I wish I were one of those people who wears hats.
If I’d had one on, I would have tipped it. What else can do you when Harry Halladay pitches a complete game against your team, limiting them to five hits and one puny run?
Harry was masterful in the Jays’ 5-1 victory over the Yanks. Our guy matched him in the early going, but after AJ’s fourth-inning problems it was clear that this was Harry’s night. He located his fast ball with precision, combined it with a devastating slider and/or cutter, and made the Yankees look as if they’d been tasered.
Scott Rolen, who wasn’t even in my scouting report yesterday, provided the offensive muscle for the Jays.

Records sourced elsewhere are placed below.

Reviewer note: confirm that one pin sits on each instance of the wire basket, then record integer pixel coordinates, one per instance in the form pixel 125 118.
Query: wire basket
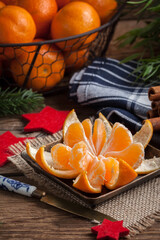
pixel 42 66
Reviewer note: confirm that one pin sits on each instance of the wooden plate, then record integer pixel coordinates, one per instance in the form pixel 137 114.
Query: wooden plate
pixel 94 199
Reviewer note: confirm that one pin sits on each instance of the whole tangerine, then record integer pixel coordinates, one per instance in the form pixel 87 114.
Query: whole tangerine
pixel 47 70
pixel 9 2
pixel 73 19
pixel 105 8
pixel 42 12
pixel 62 3
pixel 2 4
pixel 76 60
pixel 16 25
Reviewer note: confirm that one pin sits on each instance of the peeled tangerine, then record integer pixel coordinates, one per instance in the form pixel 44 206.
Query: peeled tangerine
pixel 97 154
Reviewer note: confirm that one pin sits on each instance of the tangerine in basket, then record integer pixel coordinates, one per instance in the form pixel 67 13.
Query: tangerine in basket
pixel 16 25
pixel 47 70
pixel 9 2
pixel 62 3
pixel 105 8
pixel 42 12
pixel 2 4
pixel 76 59
pixel 75 18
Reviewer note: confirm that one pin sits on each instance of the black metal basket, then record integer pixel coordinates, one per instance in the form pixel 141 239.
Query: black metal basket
pixel 23 72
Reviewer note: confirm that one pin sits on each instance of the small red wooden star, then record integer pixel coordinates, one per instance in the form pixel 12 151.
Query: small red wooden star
pixel 7 139
pixel 49 120
pixel 110 230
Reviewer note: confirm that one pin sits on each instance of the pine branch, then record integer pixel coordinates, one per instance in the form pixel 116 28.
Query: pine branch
pixel 19 101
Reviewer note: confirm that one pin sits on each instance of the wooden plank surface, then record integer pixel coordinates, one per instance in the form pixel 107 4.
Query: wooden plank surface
pixel 27 218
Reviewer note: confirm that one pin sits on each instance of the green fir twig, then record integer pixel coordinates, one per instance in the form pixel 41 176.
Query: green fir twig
pixel 19 101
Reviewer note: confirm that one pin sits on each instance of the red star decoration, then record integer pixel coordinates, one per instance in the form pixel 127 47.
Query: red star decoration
pixel 110 230
pixel 49 120
pixel 7 139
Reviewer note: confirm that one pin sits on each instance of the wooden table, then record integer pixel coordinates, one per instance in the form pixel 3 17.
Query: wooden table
pixel 27 218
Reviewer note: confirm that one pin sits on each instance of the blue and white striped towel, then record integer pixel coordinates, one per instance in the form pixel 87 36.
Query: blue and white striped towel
pixel 112 88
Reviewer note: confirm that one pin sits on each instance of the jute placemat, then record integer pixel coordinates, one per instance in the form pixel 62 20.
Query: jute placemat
pixel 138 207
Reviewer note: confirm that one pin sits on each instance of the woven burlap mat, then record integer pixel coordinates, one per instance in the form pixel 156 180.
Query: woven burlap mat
pixel 137 207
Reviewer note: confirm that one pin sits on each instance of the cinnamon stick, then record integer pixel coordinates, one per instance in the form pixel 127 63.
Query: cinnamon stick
pixel 152 113
pixel 154 93
pixel 155 105
pixel 155 123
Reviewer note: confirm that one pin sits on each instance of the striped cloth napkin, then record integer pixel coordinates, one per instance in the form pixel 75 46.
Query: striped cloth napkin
pixel 111 87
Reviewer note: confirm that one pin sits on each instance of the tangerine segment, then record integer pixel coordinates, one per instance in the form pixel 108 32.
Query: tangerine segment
pixel 92 180
pixel 145 134
pixel 75 133
pixel 71 118
pixel 87 125
pixel 61 155
pixel 133 154
pixel 148 166
pixel 80 157
pixel 96 172
pixel 47 165
pixel 82 183
pixel 31 151
pixel 119 139
pixel 107 124
pixel 126 174
pixel 99 135
pixel 112 168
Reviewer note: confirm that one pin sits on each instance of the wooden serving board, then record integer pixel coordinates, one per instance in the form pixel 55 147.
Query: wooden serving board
pixel 94 199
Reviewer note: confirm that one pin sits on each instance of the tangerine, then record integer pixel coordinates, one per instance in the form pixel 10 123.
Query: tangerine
pixel 62 3
pixel 42 12
pixel 75 18
pixel 47 71
pixel 16 25
pixel 105 8
pixel 9 2
pixel 2 4
pixel 76 59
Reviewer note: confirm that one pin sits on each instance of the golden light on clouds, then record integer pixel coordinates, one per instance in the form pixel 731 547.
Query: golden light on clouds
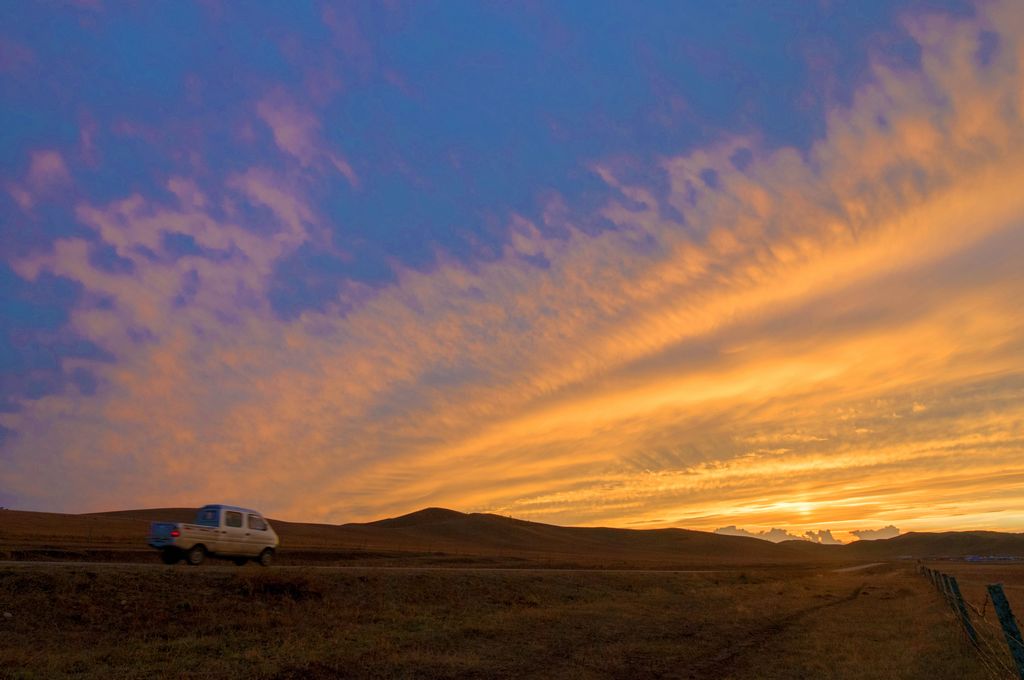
pixel 822 340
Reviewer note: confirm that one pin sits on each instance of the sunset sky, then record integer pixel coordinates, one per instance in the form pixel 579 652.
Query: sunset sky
pixel 696 264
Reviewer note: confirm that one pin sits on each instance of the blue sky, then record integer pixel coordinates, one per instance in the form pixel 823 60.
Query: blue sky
pixel 377 143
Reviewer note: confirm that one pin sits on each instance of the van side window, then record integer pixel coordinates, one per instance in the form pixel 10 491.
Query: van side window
pixel 208 517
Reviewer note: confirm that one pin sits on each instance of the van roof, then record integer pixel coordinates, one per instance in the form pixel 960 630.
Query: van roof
pixel 220 506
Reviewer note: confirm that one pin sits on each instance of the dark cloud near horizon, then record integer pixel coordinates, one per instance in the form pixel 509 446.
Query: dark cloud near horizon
pixel 889 532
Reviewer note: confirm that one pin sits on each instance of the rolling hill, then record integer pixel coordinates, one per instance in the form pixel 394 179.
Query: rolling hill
pixel 455 535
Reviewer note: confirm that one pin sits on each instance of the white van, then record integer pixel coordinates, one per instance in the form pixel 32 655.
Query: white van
pixel 220 530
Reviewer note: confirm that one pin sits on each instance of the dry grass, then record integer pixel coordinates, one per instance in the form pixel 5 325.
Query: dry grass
pixel 134 622
pixel 973 580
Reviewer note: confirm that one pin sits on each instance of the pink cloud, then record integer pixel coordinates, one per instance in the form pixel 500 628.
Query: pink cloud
pixel 47 172
pixel 297 132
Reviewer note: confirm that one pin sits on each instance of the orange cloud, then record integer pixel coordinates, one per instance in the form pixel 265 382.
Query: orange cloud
pixel 832 340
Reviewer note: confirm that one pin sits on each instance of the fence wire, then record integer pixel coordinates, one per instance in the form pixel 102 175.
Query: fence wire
pixel 994 647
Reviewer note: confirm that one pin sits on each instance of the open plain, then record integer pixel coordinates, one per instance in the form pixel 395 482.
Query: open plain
pixel 439 594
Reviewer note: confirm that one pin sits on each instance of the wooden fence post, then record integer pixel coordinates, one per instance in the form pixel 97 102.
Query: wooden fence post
pixel 1010 630
pixel 962 609
pixel 947 589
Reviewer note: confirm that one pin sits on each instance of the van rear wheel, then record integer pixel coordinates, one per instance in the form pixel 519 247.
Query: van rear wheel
pixel 196 555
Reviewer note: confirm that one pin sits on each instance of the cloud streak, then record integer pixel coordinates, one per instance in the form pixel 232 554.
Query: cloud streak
pixel 820 338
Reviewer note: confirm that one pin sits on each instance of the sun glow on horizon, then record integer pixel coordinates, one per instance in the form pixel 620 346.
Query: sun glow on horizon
pixel 741 333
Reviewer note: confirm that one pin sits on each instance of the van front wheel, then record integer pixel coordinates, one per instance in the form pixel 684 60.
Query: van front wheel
pixel 196 555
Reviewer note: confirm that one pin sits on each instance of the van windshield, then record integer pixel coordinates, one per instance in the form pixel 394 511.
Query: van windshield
pixel 208 517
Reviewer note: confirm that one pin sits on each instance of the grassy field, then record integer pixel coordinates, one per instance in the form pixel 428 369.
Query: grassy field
pixel 215 622
pixel 973 580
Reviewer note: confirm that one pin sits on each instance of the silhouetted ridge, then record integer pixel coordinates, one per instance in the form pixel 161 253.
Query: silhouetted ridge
pixel 419 518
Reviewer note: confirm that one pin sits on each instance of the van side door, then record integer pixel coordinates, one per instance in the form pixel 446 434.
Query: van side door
pixel 257 534
pixel 232 534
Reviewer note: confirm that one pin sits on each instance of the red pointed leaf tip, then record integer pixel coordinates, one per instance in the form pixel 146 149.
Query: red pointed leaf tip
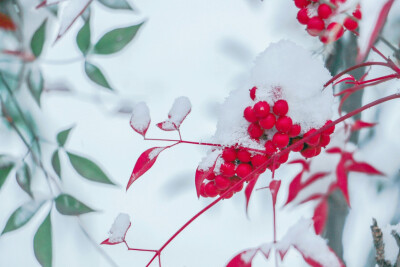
pixel 243 259
pixel 144 163
pixel 274 186
pixel 140 119
pixel 179 111
pixel 359 124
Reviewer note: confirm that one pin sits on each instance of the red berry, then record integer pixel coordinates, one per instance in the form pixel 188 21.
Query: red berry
pixel 255 131
pixel 281 107
pixel 280 140
pixel 300 147
pixel 302 16
pixel 243 170
pixel 295 131
pixel 313 141
pixel 301 3
pixel 210 189
pixel 270 147
pixel 249 114
pixel 309 152
pixel 244 155
pixel 324 11
pixel 315 25
pixel 253 93
pixel 268 122
pixel 258 160
pixel 284 124
pixel 261 109
pixel 227 169
pixel 350 24
pixel 229 154
pixel 325 140
pixel 222 182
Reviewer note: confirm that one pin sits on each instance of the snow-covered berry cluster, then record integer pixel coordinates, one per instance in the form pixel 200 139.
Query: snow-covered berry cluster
pixel 326 19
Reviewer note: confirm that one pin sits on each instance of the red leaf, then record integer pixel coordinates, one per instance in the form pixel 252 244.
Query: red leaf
pixel 320 216
pixel 359 124
pixel 144 163
pixel 364 168
pixel 243 259
pixel 6 23
pixel 274 186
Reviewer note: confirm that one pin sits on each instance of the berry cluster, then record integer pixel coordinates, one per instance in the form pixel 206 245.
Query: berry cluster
pixel 319 18
pixel 271 127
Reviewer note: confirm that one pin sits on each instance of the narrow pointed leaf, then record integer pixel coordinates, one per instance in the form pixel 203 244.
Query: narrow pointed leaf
pixel 96 75
pixel 68 205
pixel 42 243
pixel 38 39
pixel 22 216
pixel 145 161
pixel 115 40
pixel 88 169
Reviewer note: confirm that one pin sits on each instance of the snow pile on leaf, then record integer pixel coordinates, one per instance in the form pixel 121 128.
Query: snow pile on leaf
pixel 283 71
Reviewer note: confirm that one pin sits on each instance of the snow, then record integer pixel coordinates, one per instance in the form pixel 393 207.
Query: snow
pixel 391 247
pixel 119 228
pixel 140 118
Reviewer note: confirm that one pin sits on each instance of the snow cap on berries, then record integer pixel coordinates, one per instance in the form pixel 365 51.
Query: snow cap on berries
pixel 287 71
pixel 119 228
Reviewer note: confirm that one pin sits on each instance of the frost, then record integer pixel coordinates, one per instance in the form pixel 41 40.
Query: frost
pixel 119 228
pixel 391 247
pixel 140 119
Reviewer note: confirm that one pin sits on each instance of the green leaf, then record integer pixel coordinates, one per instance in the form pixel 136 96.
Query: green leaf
pixel 83 37
pixel 116 40
pixel 35 84
pixel 42 243
pixel 62 136
pixel 24 178
pixel 95 74
pixel 38 38
pixel 5 169
pixel 55 162
pixel 116 4
pixel 22 216
pixel 88 169
pixel 68 205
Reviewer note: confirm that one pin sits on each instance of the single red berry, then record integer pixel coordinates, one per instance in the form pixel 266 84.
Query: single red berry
pixel 309 152
pixel 228 169
pixel 330 130
pixel 295 131
pixel 301 3
pixel 270 147
pixel 280 140
pixel 255 131
pixel 210 189
pixel 315 25
pixel 243 170
pixel 229 154
pixel 284 124
pixel 302 16
pixel 281 107
pixel 313 141
pixel 350 24
pixel 298 148
pixel 268 122
pixel 249 114
pixel 222 182
pixel 244 155
pixel 253 93
pixel 258 160
pixel 261 109
pixel 324 11
pixel 325 140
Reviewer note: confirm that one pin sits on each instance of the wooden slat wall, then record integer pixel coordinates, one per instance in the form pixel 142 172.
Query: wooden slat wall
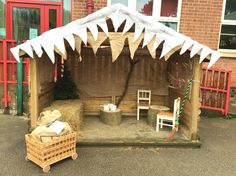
pixel 99 77
pixel 46 82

Damon continued to put the ball in play. He’s practically the only healthy player the Yankees have left, and I’m beginning to wonder if we have an adequate supply of these.
It’s not bad enough that Wang, Posada, Molina and Bruney are on the DL? Now Jeter has a strained oblique and Matsui has a tight hammy and Coke has a stiff back. And that’s not counting A-Rod, who would have handled Rolen’s grounder in the second inning if he’d been even 75%. Despite his RBI single in the seventh, Al looked “washed out,” as my mother describes people who look slightly sick.
AJ had a tough evening. Apparently, the Jays fans are mad at him not only for signing with the Yanks but for doing this last year in response to their booing of him.
Oh, well. At least they didn’t throw things onto the turf at the Rogers Centre and disrupt the game. However, I was forced to watch the Jays’ feed, instead of the YES broadcast, and the camera kept showing us a man whose sign read: “AJ, you look fat in stripes.” Speaking of the Toronto announcers, every single time Halladay retired the side, they said: “Just what the Doc ordered.” They were so corny that by the ninth inning I was afraid I would do this.
But all credit to Roy/Doc/Harry. He was nasty. In a good way. If you’re a fan of these.